Elle laisse s’accomplir ce qui doit advenir. N’y fait plus obstacle, c’est le miracle.

Plus sûrement humaine, elle laisse s’inscrire en elle la marque du divin.

Et ouvre ainsi la porte à l'inouï, l’inévitable :

L’esprit peut désormais prendre sa place et construire.

 

L’invisible a ses secrets : il épure, édifie et structure.

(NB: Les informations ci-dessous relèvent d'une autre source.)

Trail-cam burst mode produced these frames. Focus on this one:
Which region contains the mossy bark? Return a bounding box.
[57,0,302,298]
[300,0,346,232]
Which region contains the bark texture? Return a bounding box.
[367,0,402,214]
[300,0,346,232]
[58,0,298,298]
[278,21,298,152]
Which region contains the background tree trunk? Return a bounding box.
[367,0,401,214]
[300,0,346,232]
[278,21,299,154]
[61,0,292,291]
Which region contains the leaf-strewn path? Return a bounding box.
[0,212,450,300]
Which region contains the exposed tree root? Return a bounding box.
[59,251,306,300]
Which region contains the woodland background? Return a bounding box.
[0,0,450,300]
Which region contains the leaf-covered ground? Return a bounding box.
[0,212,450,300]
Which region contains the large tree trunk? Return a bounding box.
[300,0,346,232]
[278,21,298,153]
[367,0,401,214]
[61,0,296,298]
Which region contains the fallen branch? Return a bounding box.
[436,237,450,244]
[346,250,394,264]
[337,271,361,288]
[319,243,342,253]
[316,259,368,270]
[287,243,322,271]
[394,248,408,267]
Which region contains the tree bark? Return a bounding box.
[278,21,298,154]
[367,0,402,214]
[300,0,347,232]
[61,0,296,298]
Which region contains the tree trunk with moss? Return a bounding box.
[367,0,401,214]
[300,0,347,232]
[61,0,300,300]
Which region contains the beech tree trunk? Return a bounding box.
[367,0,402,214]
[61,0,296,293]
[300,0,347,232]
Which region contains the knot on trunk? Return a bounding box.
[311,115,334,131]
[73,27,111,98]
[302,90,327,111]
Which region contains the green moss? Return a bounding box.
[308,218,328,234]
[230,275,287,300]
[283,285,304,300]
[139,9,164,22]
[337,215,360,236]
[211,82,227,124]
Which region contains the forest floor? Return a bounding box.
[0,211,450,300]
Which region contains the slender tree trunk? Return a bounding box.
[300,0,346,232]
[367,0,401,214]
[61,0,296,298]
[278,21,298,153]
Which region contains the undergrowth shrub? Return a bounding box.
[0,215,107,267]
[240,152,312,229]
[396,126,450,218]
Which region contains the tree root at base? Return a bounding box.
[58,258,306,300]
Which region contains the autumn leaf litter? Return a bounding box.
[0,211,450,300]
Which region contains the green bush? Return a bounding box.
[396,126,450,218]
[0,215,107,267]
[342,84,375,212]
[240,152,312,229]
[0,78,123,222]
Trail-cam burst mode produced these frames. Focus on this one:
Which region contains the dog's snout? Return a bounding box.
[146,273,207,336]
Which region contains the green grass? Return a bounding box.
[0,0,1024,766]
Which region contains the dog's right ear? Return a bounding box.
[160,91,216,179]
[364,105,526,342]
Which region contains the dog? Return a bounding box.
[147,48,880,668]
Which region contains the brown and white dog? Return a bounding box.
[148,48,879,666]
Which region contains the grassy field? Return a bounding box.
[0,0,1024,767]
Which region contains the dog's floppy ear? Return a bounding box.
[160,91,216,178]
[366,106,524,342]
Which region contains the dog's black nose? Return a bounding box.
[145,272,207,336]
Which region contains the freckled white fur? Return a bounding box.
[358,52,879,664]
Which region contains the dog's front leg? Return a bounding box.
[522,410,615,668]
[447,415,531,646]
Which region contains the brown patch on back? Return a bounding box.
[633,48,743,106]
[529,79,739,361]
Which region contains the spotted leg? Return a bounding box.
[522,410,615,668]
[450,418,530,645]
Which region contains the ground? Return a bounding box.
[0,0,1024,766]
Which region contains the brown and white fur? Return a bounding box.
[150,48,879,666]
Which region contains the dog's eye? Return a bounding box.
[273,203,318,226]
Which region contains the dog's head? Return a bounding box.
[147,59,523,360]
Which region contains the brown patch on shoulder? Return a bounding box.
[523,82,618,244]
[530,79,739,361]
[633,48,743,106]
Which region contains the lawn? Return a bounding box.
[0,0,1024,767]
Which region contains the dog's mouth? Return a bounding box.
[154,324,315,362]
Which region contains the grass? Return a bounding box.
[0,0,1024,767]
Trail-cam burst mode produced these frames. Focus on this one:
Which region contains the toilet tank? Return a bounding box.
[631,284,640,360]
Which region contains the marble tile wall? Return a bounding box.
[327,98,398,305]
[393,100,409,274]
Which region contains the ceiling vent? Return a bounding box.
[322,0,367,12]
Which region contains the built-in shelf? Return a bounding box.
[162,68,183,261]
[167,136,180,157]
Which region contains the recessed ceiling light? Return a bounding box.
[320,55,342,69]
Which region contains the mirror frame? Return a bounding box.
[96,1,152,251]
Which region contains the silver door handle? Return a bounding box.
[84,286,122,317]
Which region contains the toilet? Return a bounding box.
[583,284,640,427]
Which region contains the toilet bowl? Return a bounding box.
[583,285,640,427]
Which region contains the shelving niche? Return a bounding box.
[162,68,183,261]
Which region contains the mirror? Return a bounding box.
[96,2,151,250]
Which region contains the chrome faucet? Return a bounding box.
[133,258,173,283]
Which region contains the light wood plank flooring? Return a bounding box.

Il charpente et protège les femmes vierges, les femmes folles.

L’invisible fait même plus :

Il tient droites et debout les différentes églises.

Il tient ensemble et rassemblé ce qui divise.

Il est la source, il est solide.

Il est aussi la vie. La vie sûre, non sécure mais pure.

Il dévoile l’immuable, le stable.

 

Paupières baissées en signe de respect, la jeune dame dissimule l’or de son regard. Le noir a disparu.

Elle n’en veut rien savoir, elle n’en veut rien montrer : l’esprit trop clair pourrait faire fuir.

Elle a peur. Peur que cette construction neuve, par sa beauté, époustoufle, coupe le souffle.

Effarouche.

 

Mais c’est l’inverse qui se passe. Personne ne la repousse.

Elle se redresse, on se rapproche.

Elle ouvre grand ses yeux, on s’interroge.

On la questionne.

 

Elle ne donne aucune réponse mais, par son sourire, elle interpelle.

Invite chacun à déplier ses ailes.

Et pour cela à creuser son sillon, trouver sa voie.

Oser son passage à vide, sa lente traversée de l’ombre.

 

Ce qu’elle avance et qu’elle assume, c’est qu’au bout, pour tous et pour toujours, il y aura la lumière.